We controlled for participant weight, yet the observed effects were more strongly correlated with the absolute scopolamine dosage, irrespective of weight. This outcome indicates that scopolamine likely rapidly crosses the blood-brain barrier, producing swift effects that are not initially influenced by metabolic variability.

(2) Line 96: Corrected for what kind of multiple comparisons?

We apologize for this confusion. The statistical analysis presented in this line does not require multiple-comparison correction, and we will therefore remove the annotation.

(3) Line 165: These are very interesting results. How do they relate to Rizzuto et al., NeuroImage, 2006?

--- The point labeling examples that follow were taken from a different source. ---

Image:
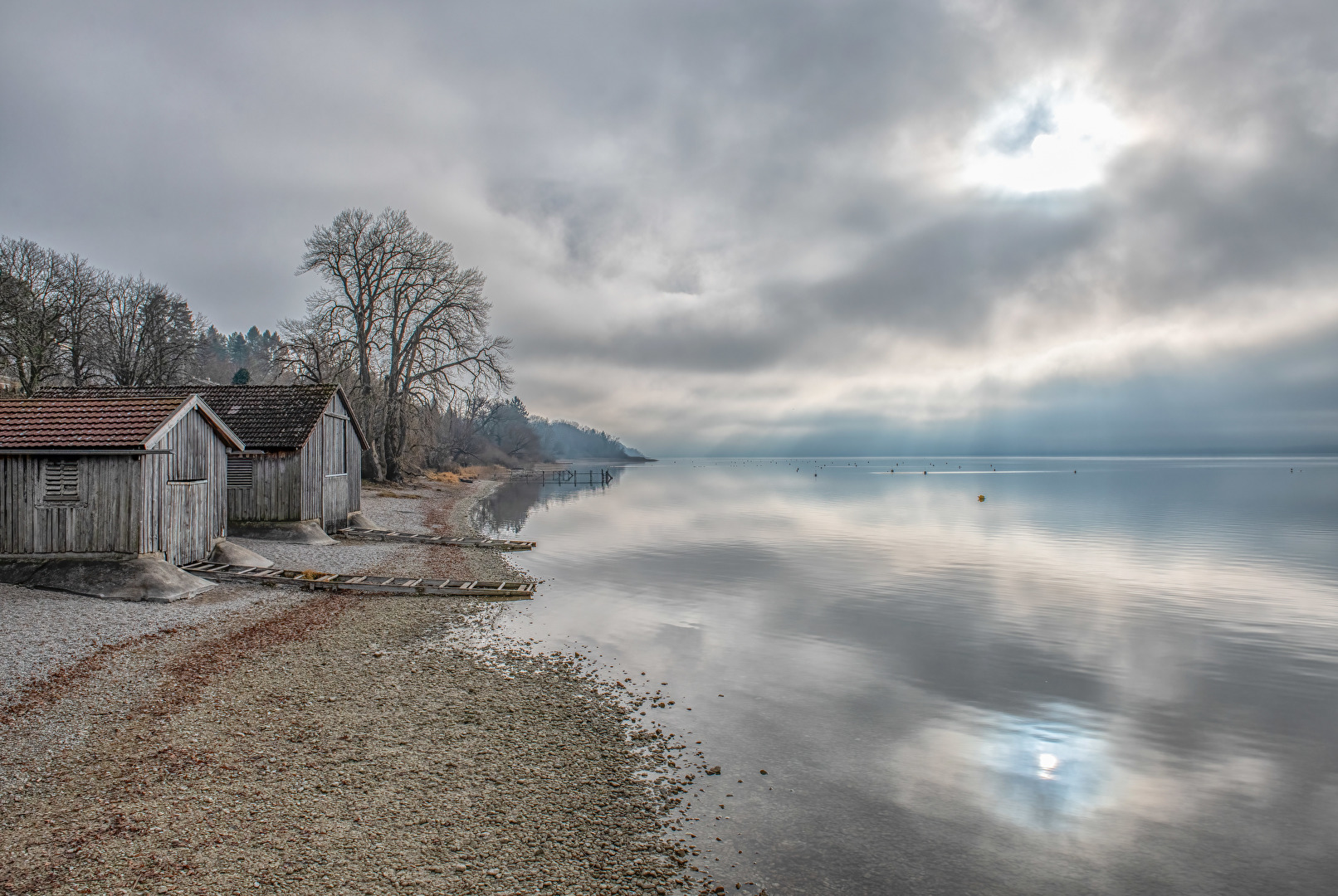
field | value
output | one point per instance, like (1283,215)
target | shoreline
(262,740)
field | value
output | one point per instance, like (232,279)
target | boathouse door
(188,533)
(334,485)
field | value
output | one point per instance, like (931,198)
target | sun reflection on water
(1047,771)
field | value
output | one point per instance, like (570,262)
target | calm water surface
(1115,681)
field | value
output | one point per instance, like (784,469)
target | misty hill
(565,439)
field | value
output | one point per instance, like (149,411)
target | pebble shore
(262,740)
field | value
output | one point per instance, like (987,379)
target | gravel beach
(269,740)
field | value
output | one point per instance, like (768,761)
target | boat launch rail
(418,538)
(384,583)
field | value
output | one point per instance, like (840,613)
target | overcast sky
(754,227)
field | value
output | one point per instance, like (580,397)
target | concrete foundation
(149,579)
(237,555)
(358,519)
(295,533)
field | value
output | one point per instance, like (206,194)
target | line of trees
(396,321)
(65,321)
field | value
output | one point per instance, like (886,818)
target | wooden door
(188,533)
(334,467)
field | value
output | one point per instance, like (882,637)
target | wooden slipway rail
(388,583)
(387,535)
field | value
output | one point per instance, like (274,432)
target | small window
(61,482)
(241,472)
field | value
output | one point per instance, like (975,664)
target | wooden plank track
(417,538)
(383,583)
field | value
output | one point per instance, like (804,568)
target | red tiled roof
(262,416)
(83,423)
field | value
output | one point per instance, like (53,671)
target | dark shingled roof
(264,416)
(124,423)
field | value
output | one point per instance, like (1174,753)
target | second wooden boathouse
(301,470)
(113,478)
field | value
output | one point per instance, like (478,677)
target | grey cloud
(780,163)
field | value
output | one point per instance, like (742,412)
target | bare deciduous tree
(415,321)
(85,290)
(314,351)
(31,312)
(148,336)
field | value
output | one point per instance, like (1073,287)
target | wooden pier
(564,476)
(417,538)
(378,583)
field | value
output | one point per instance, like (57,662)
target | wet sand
(328,743)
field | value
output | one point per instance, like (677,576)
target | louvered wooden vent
(61,483)
(241,472)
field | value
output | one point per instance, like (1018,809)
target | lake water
(1121,679)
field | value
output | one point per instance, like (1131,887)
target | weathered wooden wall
(276,493)
(308,483)
(105,520)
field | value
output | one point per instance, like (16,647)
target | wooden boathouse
(113,478)
(303,460)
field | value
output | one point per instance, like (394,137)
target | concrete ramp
(296,533)
(144,579)
(237,555)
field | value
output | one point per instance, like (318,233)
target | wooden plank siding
(105,520)
(276,493)
(308,483)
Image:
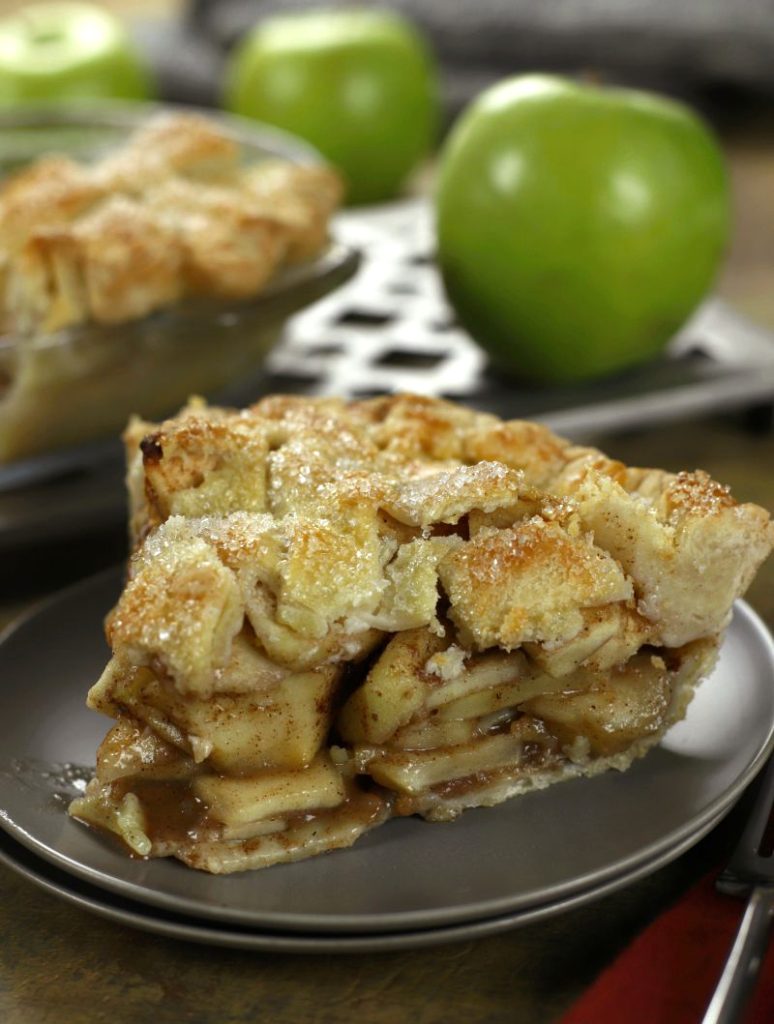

Our findings show that successful retrieval is tied to an encoding-retrieval phase match, which is a refinement and application of the Rizzuto et al. (2006) work. Rizzuto et al. showed that memory events are phase-locked; we show that maintaining a specific, matched phase relationship between encoding and retrieval events is critical for memory success, and that this process is dependent on the cholinergic system.

Reviewer #2 (Recommendations for the authors):

Figure 1b: It would be useful for clarity to have the cartoon of the treatment paradigm for the encoding phase (blocks 3 and 4).

The treatment paradigm only involved a single intravenous (IV) injection of scopolamine (or saline, for the placebo condition). The injections were administered by the participant's attending nurse, with a board-certified anesthesiologist present at the time of injection and available throughout the experiment. These details are fully documented in the Methods section.